Blutfleck entfernen: So lassen sich eingetrocknete Blutflecken aus Kleidungssstücken entfernen

Blutflecken gehören zu den hartnäckigsten Flecken auf Kleidungsstücken. Ist der Blutfleck noch frisch, lässt er sich rasch mit kaltem(!) Wasser auswaschen. Niemals warmes oder heisses Wasser verwenden, da dadurch das Eiweiß im Blut gerinnt und das Entfernen noch schwieriger macht. Mit folgenden Tricks klappt’s trotzdem.

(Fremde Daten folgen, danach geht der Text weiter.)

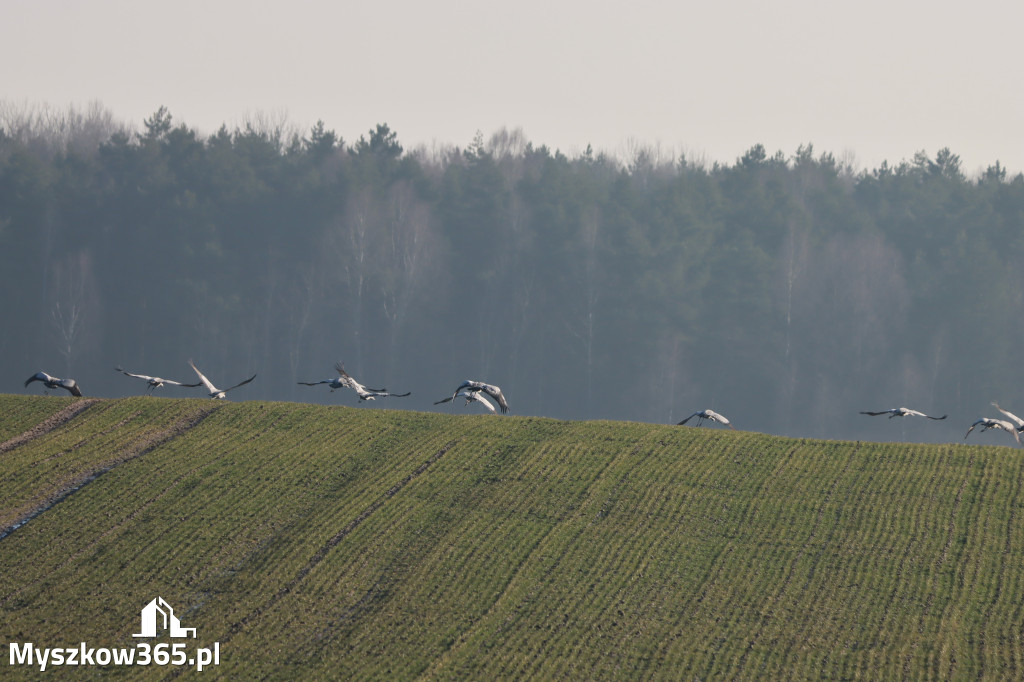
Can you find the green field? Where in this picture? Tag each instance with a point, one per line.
(321, 542)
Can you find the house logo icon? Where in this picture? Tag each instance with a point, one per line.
(170, 622)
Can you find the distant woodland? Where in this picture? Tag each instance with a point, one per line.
(787, 290)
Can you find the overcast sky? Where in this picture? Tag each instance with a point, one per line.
(868, 81)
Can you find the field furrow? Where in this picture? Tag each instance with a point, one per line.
(316, 542)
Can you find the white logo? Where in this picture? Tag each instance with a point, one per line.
(170, 621)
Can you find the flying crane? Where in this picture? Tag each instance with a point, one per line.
(215, 392)
(709, 415)
(156, 382)
(902, 412)
(988, 423)
(49, 381)
(344, 380)
(470, 386)
(471, 396)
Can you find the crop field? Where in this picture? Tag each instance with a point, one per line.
(320, 542)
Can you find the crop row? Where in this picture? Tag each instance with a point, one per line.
(311, 541)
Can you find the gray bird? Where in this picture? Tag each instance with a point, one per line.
(471, 396)
(902, 412)
(49, 381)
(988, 423)
(711, 416)
(470, 386)
(156, 382)
(215, 392)
(344, 380)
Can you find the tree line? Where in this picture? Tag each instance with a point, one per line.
(786, 291)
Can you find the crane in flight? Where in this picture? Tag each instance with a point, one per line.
(711, 416)
(470, 386)
(902, 412)
(49, 382)
(471, 396)
(154, 383)
(988, 423)
(216, 393)
(344, 380)
(1011, 416)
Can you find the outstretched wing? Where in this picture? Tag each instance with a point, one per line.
(475, 395)
(714, 416)
(136, 376)
(1014, 418)
(72, 387)
(495, 392)
(40, 376)
(206, 382)
(241, 384)
(178, 383)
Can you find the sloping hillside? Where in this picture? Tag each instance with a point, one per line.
(313, 542)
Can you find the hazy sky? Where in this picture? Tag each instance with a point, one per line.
(869, 80)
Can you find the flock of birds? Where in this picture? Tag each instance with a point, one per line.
(474, 391)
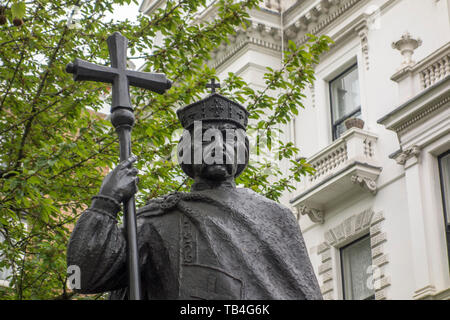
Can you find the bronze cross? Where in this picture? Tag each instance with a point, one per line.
(118, 74)
(213, 85)
(122, 118)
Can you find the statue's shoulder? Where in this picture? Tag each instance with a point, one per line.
(161, 205)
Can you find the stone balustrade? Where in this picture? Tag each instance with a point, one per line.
(346, 166)
(435, 70)
(417, 77)
(354, 145)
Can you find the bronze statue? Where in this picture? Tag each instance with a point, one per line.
(215, 242)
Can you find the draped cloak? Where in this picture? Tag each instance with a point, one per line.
(224, 243)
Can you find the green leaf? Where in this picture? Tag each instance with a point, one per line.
(18, 9)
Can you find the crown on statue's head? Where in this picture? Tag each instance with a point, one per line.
(214, 107)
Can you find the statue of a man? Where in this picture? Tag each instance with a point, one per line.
(215, 242)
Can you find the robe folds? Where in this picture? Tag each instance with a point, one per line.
(224, 243)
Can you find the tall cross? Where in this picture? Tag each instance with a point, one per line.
(118, 74)
(122, 118)
(213, 85)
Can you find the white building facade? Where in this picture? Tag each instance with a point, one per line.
(375, 217)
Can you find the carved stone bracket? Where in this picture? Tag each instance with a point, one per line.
(315, 215)
(402, 157)
(365, 183)
(406, 45)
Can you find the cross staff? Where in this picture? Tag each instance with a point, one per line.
(122, 118)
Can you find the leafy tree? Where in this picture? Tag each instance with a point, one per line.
(54, 150)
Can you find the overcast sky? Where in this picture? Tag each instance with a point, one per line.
(129, 11)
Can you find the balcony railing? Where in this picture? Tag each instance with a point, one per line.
(415, 78)
(346, 166)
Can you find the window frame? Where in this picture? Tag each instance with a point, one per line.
(343, 277)
(335, 124)
(444, 204)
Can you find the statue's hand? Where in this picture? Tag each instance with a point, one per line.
(121, 183)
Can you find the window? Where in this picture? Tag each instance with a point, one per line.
(444, 171)
(345, 100)
(356, 260)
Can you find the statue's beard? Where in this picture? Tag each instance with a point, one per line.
(217, 171)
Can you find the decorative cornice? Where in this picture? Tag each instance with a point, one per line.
(347, 231)
(406, 45)
(403, 156)
(318, 18)
(426, 110)
(365, 183)
(257, 34)
(315, 215)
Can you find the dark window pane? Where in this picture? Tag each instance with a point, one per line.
(345, 99)
(356, 259)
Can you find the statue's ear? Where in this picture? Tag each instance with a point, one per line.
(188, 169)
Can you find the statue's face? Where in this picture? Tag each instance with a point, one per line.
(218, 151)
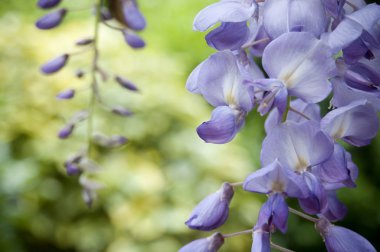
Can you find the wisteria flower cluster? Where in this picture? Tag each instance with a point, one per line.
(123, 16)
(310, 50)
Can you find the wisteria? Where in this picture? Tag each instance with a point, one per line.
(123, 16)
(312, 53)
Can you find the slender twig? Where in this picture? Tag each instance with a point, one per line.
(278, 247)
(305, 216)
(237, 184)
(94, 83)
(248, 231)
(299, 113)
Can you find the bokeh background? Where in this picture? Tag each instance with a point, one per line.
(152, 184)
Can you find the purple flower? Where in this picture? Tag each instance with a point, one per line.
(220, 80)
(133, 40)
(55, 64)
(302, 63)
(224, 11)
(356, 123)
(261, 240)
(47, 4)
(66, 94)
(340, 239)
(297, 146)
(212, 211)
(66, 131)
(125, 83)
(209, 244)
(282, 16)
(310, 110)
(132, 15)
(51, 20)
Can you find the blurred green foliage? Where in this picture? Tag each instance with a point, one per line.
(152, 184)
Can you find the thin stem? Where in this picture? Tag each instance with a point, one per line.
(94, 83)
(278, 247)
(299, 113)
(237, 184)
(305, 216)
(285, 115)
(249, 231)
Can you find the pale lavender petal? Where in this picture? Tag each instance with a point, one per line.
(223, 125)
(228, 36)
(316, 202)
(335, 210)
(209, 244)
(132, 16)
(47, 4)
(303, 63)
(294, 15)
(356, 123)
(310, 110)
(224, 11)
(344, 95)
(220, 82)
(55, 64)
(261, 241)
(212, 211)
(298, 146)
(51, 20)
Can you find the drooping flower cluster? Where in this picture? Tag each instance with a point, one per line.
(125, 17)
(309, 50)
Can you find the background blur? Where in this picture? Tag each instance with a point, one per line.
(152, 184)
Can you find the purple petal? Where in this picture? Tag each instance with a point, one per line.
(220, 82)
(356, 123)
(126, 83)
(212, 211)
(311, 110)
(55, 64)
(209, 244)
(223, 126)
(340, 239)
(51, 20)
(132, 16)
(274, 178)
(334, 170)
(66, 131)
(344, 95)
(261, 241)
(228, 36)
(47, 4)
(66, 94)
(303, 63)
(224, 11)
(336, 210)
(294, 15)
(316, 202)
(297, 146)
(133, 40)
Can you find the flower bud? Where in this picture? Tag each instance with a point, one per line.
(126, 83)
(47, 4)
(66, 131)
(51, 20)
(209, 244)
(133, 40)
(127, 13)
(66, 94)
(212, 211)
(86, 41)
(121, 111)
(110, 142)
(55, 64)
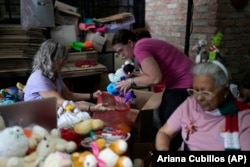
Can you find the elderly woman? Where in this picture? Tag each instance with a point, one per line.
(210, 119)
(45, 80)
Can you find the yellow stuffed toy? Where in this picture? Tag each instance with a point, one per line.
(84, 127)
(112, 155)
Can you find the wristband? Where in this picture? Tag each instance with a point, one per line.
(132, 82)
(91, 96)
(89, 111)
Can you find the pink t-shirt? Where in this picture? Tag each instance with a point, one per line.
(37, 83)
(175, 66)
(209, 126)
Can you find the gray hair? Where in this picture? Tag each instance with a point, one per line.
(49, 53)
(216, 70)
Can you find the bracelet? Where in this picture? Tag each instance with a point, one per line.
(89, 111)
(91, 96)
(132, 82)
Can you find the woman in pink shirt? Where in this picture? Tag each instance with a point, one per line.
(159, 61)
(211, 118)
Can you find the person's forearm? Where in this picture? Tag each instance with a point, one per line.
(162, 141)
(81, 96)
(144, 80)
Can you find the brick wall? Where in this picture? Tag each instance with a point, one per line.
(166, 19)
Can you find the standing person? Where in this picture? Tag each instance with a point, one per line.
(245, 87)
(46, 81)
(211, 119)
(158, 61)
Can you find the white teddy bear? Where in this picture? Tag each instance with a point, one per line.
(13, 143)
(123, 72)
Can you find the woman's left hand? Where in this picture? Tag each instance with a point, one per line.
(123, 85)
(101, 108)
(96, 94)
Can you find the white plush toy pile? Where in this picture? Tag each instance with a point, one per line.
(47, 149)
(17, 149)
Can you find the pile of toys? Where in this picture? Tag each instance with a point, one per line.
(12, 94)
(37, 146)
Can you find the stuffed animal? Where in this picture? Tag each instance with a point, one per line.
(35, 134)
(113, 155)
(57, 159)
(69, 115)
(103, 156)
(84, 159)
(122, 73)
(12, 162)
(84, 127)
(13, 143)
(49, 144)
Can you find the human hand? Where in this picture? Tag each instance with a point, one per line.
(96, 94)
(123, 85)
(101, 107)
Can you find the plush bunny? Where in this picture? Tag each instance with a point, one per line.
(13, 143)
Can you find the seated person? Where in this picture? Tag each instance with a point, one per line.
(46, 81)
(202, 117)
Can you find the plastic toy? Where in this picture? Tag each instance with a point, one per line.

Bei bereits eingetrockneten Blutflecken legen Sie das Kleidungssstück zunächst in kaltes(!) Wasser, entnehmen es wieder, und drücken es aus. Danach hilft meist einer der folgenden Tricks:

Backpulver gegen Blutflecken

Bestreuen Sie den Blutfleck mit Backpulver, und lassen Sie es etwa zwei Stunden einwirken. Das Backpulver wirkt wie ein Bindemittel, dass das Blut regelrecht aufsaugt. Nach etwa zwei Stunden können Sie das Backpulver abfegen oder absaugen – und vom Blutfleck ist nichts mehr zu sehen. Sollte es nicht auf Anhieb klappen, wiederholen Sie die ganze Prozedur ein weiteres Mal wiederholen.

Seife gegen Blutflecken

Schmieren Sie den Blutfleck mit Seife (z.B. Kernseife) ein, und legen Sie das Kleidungsstück zwei Stunden in kaltes Salzwasser. Danach waschen Sie das Kleidungsstück gründlich mit klarem Wasser aus.

Aspirin gegen Blutflecken

Aspirin vertreibt nicht nur Kopfschmerzen, sondern auch Blutflecken. Und zwar so: Lösen Sie eine Aspirin-Tablette (oder ASS) in kaltem Wasser auf, und legen Sie das Kleidungsstück mindestens zwei Stunden in das Aspirin-Wasser.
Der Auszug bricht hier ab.